Grupo liquidatário, coordenado por um quadro do Ministério das Finanças, tem ano e meio para concluir todo o processo de liquidação da Empresa de Supermercados de Luanda.

O Estado angolano decidiu extinguir formalmente a empresa ENSUL, U.E.E. – Empresa de Supermercados de Luanda, e criou uma Comissão Liquidatária encarregue dos pagamentos dos passivos laborais dos milhares de funcionários da empresa, soube a revista Economia & Mercado.

A decisão vem estampada no Decreto Executivo Conjunto n.º 8/25, de 28 de Abril, no qual a ministra das Finanças e o titular do departamento ministerial da Indústria e Comércio realçam que a extinção da ENSUL ocorre face à paralisação da empresa e ao processo de regularização do passivo.

Vera Daves de Sousa e Rui Miguêns de Oliveira socorrem-se, igualmente, do Roteiro da Reforma do Sector Empresarial Público, aprovado pelo Decreto Presidencial n.º 13/22, de 18 de Janeiro, que recomenda a extinção e liquidação de empresas inoperantes ou paralisadas do sector empresarial estatal.

Os ministros signatários do Decreto Executivo Conjunto atribuem, assim,  a uma Comissão Liquidatária a responsabilidade de gerir todo o processo final de liquidação da empresa criada na década de ‘70’ e cuja falência foi decretada oficiosamente em 2001.

A comissão é coordenada por Osvaldo da Cruz Muixi, enquanto representante do Ministério das Finanças, e dela fazem parte, também, Joana da Silva Palhares, oriundo, igualmente, do MINFIN; Gilberto Dilu, representante do Ministério da Indústria e Comércio; e Manuel Vigário e Hernâni João Luís, do colectivo de trabalhadores da ENSUL.
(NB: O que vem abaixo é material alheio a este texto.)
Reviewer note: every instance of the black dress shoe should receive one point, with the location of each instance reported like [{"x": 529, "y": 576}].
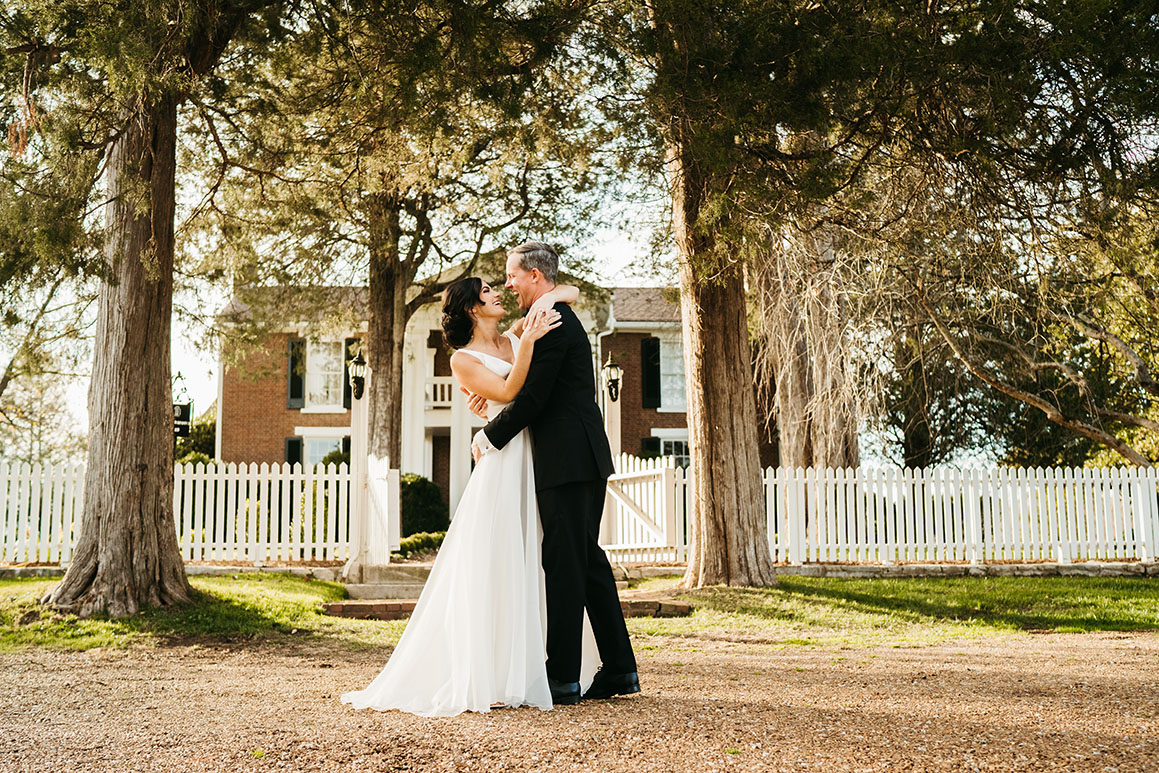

O documento, a que a E&M teve acesso, determina que o processo de liquidação da Empresa de Supermercados de Luanda seja concluído no prazo de 18 meses, e sublinha que os encargos inerentes aos pagamentos dos passivos laborais devem ser suportados com recursos resultantes da liquidação do activo da ENSUL.

Entretanto, caso o activo da empresa não seja suficiente para suportar as despesas com o pagamento do passivo dos trabalhadores, o Decreto Executivo Conjunto n.º 8/25, de 28 de Abril, orienta que seja o Tesouro Nacional a cobrir tais insuficiências.

Espera-se que, com esta decisão, seja encerrado, no prazo de ano e meio, o longo percurso de reivindicação por indemnização de cerca de 5 mil trabalhadores da antiga ENSUL, tendo cerca de dois mil trabalhadores sido já pagos durante a jornada de quase duas décadas de reclamações, apurou a E&M.